Gussie read the sidebar, which explained that she’d only been doing a test shot, but “the bald girl” had gone viral, and the positive public reaction had prompted LaVie’s revised campaign strategy.
“Does it say anything about the photographer?” Gussie asked, unable to hide how much she wanted to know something—
anything
—about Tom. He’d texted a few times since Nice, to check on Alex and the trip to Boston, but nothing personal, nothing real, nothing that reflected the feelings they’d had. Still had, in Gussie’s case.
“The long-haired hippie?” Charity asked.
Alex pointed to a few paragraphs about the world-famous photographer chosen for the campaign to capture the beauty of “every” woman, even those society dismisses as flawed.

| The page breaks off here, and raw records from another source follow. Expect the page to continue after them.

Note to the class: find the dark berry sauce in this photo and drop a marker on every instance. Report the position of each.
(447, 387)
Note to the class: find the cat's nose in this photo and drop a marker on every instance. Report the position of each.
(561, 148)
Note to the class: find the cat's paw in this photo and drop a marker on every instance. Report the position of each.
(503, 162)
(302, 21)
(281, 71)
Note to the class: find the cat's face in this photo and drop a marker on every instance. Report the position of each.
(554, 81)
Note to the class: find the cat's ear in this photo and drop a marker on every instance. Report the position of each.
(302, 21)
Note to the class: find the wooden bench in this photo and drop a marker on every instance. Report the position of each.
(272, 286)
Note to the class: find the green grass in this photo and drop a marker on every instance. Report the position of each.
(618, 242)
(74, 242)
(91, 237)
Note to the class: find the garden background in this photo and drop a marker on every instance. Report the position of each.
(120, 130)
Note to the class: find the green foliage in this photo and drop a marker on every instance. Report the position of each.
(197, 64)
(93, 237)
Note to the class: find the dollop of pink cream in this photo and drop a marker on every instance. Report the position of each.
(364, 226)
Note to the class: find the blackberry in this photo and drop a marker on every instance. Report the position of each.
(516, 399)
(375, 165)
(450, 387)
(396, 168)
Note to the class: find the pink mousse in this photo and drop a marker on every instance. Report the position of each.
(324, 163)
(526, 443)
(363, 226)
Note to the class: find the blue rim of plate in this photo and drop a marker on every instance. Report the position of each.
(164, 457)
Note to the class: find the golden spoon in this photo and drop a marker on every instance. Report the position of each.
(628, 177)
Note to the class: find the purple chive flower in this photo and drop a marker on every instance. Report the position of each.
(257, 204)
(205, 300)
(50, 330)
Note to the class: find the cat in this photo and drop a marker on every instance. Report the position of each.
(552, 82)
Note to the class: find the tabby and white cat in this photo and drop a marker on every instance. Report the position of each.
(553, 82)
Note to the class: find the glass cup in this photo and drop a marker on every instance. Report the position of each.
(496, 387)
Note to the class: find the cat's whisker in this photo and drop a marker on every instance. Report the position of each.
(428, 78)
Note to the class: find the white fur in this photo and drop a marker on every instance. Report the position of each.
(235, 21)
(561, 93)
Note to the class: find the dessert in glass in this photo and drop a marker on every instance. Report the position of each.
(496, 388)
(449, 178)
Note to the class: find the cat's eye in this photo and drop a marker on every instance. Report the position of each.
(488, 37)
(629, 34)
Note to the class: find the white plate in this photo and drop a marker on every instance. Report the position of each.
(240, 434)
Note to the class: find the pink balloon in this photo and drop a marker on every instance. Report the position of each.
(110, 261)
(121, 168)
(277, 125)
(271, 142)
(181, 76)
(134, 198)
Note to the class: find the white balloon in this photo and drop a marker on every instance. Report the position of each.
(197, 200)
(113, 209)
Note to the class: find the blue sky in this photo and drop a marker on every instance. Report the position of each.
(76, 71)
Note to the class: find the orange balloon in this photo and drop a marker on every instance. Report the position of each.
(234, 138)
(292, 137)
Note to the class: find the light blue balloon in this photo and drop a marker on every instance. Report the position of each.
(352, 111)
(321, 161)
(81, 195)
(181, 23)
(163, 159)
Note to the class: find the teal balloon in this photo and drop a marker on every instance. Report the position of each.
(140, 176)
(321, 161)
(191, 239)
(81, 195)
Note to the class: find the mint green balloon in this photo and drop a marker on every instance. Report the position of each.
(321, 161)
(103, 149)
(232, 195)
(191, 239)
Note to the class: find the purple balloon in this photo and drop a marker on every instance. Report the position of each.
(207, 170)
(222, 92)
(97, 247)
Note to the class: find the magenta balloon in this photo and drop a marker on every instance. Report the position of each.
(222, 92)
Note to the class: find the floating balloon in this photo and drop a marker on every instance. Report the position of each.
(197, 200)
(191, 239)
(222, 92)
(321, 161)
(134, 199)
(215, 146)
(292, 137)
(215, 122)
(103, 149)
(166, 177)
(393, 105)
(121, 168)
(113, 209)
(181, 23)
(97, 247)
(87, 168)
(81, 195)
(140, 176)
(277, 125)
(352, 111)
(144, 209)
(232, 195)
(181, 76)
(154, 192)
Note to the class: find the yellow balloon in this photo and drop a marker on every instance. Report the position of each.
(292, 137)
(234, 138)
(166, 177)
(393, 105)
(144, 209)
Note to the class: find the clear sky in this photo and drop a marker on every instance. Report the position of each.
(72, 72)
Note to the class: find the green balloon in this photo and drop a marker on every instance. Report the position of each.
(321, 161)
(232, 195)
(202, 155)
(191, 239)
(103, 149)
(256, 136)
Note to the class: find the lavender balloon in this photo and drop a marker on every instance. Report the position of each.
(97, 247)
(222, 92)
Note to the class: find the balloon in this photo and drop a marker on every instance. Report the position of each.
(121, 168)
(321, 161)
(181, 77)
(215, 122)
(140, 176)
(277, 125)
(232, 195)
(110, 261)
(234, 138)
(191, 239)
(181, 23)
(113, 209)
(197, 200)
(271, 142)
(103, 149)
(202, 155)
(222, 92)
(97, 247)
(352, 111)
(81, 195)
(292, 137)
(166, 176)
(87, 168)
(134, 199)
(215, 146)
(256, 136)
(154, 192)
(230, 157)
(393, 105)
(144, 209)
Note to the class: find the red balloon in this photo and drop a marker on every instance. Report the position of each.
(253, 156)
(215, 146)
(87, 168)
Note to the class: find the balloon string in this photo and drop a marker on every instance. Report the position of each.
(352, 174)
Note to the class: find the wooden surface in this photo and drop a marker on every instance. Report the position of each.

“I suppose you want me to give you that magazine for free now,” Charity said.
“Nope.” Gussie threw it on the counter, getting a flashback of another time and another person who’d tossed a magazine right there. “It’s not in our family budget.”
“You’re not a family.”
This time, they both glared at her. “News flash, Happy Face.” Gussie snapped her fingers with a sassy wave. “Families come in all shapes and sizes.” She wrapped an arm around Alex. “Including this one.”
Charity’s eyes tapered and then, unexpectedly, softened. Wordlessly, she grabbed the magazine and stuffed it in their bag. “Don’t expect it ever again,” she said gruffly. “That one’s for all the ugly gals you give hope to.”
As always, Gussie wasn’t sure whether to laugh or sigh, but Alex beamed at her. “Thank you, Charity. And you give hope to all the bullies in the world.”
Cracking up, Gussie and Alex left for the parking lot.
“Speaking of families,” Alex said. “Any word from Luke?”